ElevenLabs responds to inline parenthetical cues placed directly in the text. The model interprets them as stage directions:

(laughing) I can't believe it worked! — triggers a laughing delivery
(whispering) Don't tell anyone. — produces a hushed, close-mic quality
(sighing) Well... here we go again. — delivers the sigh before the sentence

Punctuation matters too: ellipses slow the pace and imply hesitation; em dashes create an abrupt cut; a question mark at the end of a declarative raises pitch. Combining parentheticals with matching punctuation is more reliable than the cue alone.

OpenAI TTS

OpenAI TTS (tts-1 and tts-1-hd) does not directly support inline cues in the same way. Instead, set a system or instruction-level tone description. For example, passing Speak in a warm, encouraging tone as if coaching a student ahead of the content shapes the overall delivery across the whole request.

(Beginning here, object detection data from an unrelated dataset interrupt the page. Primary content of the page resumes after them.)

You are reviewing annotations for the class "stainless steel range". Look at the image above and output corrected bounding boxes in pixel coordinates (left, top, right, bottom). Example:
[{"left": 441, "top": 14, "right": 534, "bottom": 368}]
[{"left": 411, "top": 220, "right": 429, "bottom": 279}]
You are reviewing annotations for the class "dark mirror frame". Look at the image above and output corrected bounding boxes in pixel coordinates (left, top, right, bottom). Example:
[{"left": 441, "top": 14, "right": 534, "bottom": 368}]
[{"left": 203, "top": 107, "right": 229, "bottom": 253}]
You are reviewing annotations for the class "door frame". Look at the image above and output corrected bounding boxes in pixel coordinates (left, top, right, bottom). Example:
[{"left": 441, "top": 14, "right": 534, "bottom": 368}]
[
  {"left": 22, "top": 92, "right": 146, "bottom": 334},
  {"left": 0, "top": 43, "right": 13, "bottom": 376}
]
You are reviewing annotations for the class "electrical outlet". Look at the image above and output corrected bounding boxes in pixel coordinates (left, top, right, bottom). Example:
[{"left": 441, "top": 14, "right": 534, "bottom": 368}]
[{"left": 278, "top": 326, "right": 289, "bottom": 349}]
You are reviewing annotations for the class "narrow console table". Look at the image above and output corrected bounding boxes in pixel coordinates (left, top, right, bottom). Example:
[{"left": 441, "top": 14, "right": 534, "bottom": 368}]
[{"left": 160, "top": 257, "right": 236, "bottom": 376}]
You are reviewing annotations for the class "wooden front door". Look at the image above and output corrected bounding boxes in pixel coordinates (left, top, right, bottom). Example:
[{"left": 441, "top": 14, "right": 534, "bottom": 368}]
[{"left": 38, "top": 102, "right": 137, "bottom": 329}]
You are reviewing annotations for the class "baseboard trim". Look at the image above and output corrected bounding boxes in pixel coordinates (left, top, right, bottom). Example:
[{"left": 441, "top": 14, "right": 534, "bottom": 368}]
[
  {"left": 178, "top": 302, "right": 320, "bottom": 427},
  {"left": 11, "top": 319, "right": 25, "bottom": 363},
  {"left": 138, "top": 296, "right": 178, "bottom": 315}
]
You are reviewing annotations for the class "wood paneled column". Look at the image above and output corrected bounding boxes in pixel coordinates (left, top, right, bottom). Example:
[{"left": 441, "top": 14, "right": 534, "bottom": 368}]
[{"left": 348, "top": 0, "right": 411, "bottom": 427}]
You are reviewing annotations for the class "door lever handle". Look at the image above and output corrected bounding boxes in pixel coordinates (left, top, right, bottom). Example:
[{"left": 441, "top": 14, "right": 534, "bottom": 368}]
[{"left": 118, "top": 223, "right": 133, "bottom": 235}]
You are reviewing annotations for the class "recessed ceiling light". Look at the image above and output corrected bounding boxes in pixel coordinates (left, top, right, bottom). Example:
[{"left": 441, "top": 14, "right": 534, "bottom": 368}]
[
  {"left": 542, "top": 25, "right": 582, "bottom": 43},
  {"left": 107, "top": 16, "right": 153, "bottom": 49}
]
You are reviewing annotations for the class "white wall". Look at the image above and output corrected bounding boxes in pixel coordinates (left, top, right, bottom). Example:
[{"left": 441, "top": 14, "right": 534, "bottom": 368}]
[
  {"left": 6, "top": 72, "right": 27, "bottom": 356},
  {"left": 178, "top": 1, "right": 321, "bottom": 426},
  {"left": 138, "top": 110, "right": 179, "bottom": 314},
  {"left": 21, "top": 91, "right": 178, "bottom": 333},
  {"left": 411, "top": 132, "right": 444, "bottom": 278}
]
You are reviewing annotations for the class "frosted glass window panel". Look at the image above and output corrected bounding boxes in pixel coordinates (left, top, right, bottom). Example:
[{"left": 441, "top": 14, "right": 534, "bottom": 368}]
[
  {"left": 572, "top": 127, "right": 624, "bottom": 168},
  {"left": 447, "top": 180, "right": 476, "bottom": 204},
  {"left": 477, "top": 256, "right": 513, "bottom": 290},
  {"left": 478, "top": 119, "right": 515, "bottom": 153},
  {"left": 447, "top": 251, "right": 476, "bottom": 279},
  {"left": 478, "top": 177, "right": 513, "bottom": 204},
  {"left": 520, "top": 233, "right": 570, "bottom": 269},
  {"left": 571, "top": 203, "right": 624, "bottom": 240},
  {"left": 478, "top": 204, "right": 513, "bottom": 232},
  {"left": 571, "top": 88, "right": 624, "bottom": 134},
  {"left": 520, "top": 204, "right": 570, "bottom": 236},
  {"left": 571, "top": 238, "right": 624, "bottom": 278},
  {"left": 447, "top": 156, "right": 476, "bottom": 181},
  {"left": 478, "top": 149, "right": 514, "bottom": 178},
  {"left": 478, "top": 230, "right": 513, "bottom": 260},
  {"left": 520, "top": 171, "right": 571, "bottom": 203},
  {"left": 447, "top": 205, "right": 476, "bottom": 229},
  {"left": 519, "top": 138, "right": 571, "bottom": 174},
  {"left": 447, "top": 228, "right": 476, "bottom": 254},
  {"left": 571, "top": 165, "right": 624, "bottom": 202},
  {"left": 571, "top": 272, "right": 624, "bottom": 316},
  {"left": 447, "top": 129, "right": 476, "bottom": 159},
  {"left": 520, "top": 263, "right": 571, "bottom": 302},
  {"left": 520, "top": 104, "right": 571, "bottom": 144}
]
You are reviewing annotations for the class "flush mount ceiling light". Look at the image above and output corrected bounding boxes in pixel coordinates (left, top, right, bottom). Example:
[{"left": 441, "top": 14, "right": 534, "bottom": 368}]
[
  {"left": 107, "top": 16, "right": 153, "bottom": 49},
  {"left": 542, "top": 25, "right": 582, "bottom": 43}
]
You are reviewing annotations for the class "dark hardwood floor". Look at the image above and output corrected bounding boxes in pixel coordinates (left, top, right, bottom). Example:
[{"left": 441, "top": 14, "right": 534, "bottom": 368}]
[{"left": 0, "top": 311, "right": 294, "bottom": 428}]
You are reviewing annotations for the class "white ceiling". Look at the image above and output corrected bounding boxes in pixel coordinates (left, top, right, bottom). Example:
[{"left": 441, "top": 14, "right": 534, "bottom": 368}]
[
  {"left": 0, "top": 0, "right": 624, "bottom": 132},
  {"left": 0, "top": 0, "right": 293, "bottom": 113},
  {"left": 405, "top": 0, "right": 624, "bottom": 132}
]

Within a request, punctuation and sentence rhythm are the main levers — short, punchy sentences read as energetic; long, flowing ones read as calm or formal.

Generic SSML

For AWS Polly, Google Cloud TTS, and Azure Speech, use proper SSML tags:

<speak>
  <prosody rate="slow" pitch="-5%">I have some difficult news.</prosody>
  <break time="700ms"/>
  <prosody rate="fast" volume="loud">But everything is going to be fine!</prosody>
</speak>

SSML gives precise, reliable control but requires more markup overhead. It is the right choice for production audio where consistency matters.

Emotions and their cues

Emotion	ElevenLabs cue	Punctuation technique	SSML approach
Cheerful	`(cheerfully)`	`!` frequently, short sentences	`rate="fast" pitch="+10%"`
Sad	`(sadly)`	Ellipses, long sentences	`rate="slow" pitch="-10%"`
Excited	`(excitedly)`	`!`, ALL CAPS on key words	`rate="fast" volume="loud"`
Whispering	`(whispering)`	No `!`, soft punctuation	`volume="soft" rate="slow"`
Laughing	`(laughing)`	”Ha — anyway…”	No direct SSML equivalent
Authoritative	`(firmly)`	Short sentences, full stops	`rate="medium" pitch="-5%"`

Tips for expressive delivery

Layer cues with punctuation. A (somber) tag plus ellipses and shorter sentences reads as genuine sadness; the tag alone often is not enough.
Keep emotional spans short. Models hold an emotion better over a sentence or two than across a long paragraph — break up monologues.
Test before committing. Some engines speak the cue text aloud. Generate a few seconds first and fall back to pacing-only techniques if a cue leaks into the audio.
Match energy to content. Forcing high energy onto somber copy sounds uncanny — let the emotion follow the words, not fight them.